# 2008 Sequoia & Outback 280rs - Advice?



## hayesb2 (Feb 21, 2009)

I have a 2008 Sequoia Limited 4x4 with the TOW package - Trans cooler, rear auto suspension, brake controller hookup, etc.

I'd like to know your guy's advice on my Sequoia towing an Outback 280RS.

Any thoughts or input?

Thanks!!


----------



## TitanFlyer (Feb 5, 2009)

hayesb2 said:


> I have a 2008 Sequoia Limited 4x4 with the TOW package - Trans cooler, rear auto suspension, brake controller hookup, etc.
> 
> I'd like to know your guy's advice on my Sequoia towing an Outback 280RS.
> 
> ...


I am not sure if you noticed my towing experience post from today, but I was towing the exact same TT with a Titan that has less capacity than your Sequoia if I am reading correctly. I can only tell you as a newbie, both the truck and I felt out of our element. It didn't push any of the temps out of their normal readings at all, in fact, it seemed to be almost as if the engine was just running higher rpms and that was the only difference. I didn't try to accelerate like I normally do, but it was fine and a couple times i noticed I had hit 70 mph without thinking about it.

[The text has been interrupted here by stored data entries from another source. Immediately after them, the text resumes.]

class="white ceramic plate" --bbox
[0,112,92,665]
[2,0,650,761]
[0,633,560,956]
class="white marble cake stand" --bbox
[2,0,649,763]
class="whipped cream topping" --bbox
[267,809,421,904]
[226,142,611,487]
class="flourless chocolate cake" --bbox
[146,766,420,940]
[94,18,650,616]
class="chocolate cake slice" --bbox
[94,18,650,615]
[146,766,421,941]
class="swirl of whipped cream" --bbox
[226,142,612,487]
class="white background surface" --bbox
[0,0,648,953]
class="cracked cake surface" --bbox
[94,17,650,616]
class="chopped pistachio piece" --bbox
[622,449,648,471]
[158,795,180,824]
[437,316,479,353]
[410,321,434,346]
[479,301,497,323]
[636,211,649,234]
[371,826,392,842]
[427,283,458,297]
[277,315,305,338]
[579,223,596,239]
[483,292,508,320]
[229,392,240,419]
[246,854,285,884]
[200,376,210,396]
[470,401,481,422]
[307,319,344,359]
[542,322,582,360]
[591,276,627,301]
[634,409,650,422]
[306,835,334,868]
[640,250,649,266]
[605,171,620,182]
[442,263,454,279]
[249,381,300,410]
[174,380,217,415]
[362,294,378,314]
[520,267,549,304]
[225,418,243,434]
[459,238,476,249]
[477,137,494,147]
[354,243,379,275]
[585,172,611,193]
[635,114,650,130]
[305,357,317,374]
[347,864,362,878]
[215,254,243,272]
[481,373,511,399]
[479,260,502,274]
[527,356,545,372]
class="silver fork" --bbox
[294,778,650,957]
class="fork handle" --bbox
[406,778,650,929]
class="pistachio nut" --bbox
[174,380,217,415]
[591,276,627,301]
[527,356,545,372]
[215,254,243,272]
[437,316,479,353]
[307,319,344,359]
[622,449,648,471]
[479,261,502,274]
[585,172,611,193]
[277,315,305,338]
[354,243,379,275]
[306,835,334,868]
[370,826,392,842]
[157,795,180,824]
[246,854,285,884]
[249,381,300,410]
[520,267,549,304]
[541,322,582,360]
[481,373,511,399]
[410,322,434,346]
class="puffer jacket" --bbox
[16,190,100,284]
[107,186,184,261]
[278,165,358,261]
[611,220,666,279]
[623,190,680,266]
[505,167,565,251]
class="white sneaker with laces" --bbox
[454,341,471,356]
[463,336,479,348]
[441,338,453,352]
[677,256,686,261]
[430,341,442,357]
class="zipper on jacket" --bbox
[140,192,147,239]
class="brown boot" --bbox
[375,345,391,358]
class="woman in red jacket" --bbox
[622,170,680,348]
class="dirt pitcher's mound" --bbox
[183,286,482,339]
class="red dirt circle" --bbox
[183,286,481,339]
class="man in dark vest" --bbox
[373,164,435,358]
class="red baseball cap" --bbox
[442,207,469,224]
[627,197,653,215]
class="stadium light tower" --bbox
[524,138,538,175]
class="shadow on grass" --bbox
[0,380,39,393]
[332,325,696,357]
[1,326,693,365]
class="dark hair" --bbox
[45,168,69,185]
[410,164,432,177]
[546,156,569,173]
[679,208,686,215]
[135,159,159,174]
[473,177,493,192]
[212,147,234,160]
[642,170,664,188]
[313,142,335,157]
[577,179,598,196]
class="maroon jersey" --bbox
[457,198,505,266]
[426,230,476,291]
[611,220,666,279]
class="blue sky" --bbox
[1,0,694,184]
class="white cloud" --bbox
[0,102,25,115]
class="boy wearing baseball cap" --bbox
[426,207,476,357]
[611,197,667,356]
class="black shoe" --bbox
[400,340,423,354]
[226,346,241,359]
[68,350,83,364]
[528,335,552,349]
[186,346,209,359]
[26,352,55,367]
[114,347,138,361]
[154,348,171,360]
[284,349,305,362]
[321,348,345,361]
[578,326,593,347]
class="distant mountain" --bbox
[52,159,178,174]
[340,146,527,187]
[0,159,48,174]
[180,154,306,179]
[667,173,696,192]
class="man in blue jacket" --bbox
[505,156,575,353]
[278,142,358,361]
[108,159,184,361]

I have a buddy with the same truck as you and he tows a 21RS, says he doesn't even know its there.

James


----------



## 4dollars (Nov 26, 2008)

We bought our 26RKS (5500 lbs) back in March of 2008 this is our first trailer. At that time we had a 2005 Toyota Sequoia limited (6500 towing) with all the bells and whistles, air ride, towing package and so on. We made 4 trips to Pismo Beach Ca its about a 2 hr drive from where we live, after pulling the trailer loaded with everything for the trips and the fire wood loaded in the Sequoia, it didn't take me long to figure out that the trailer loaded was just a little too much for it. I had a couple of white nuckle experiences while towing and pulling the hill just seemed to really over work the engine.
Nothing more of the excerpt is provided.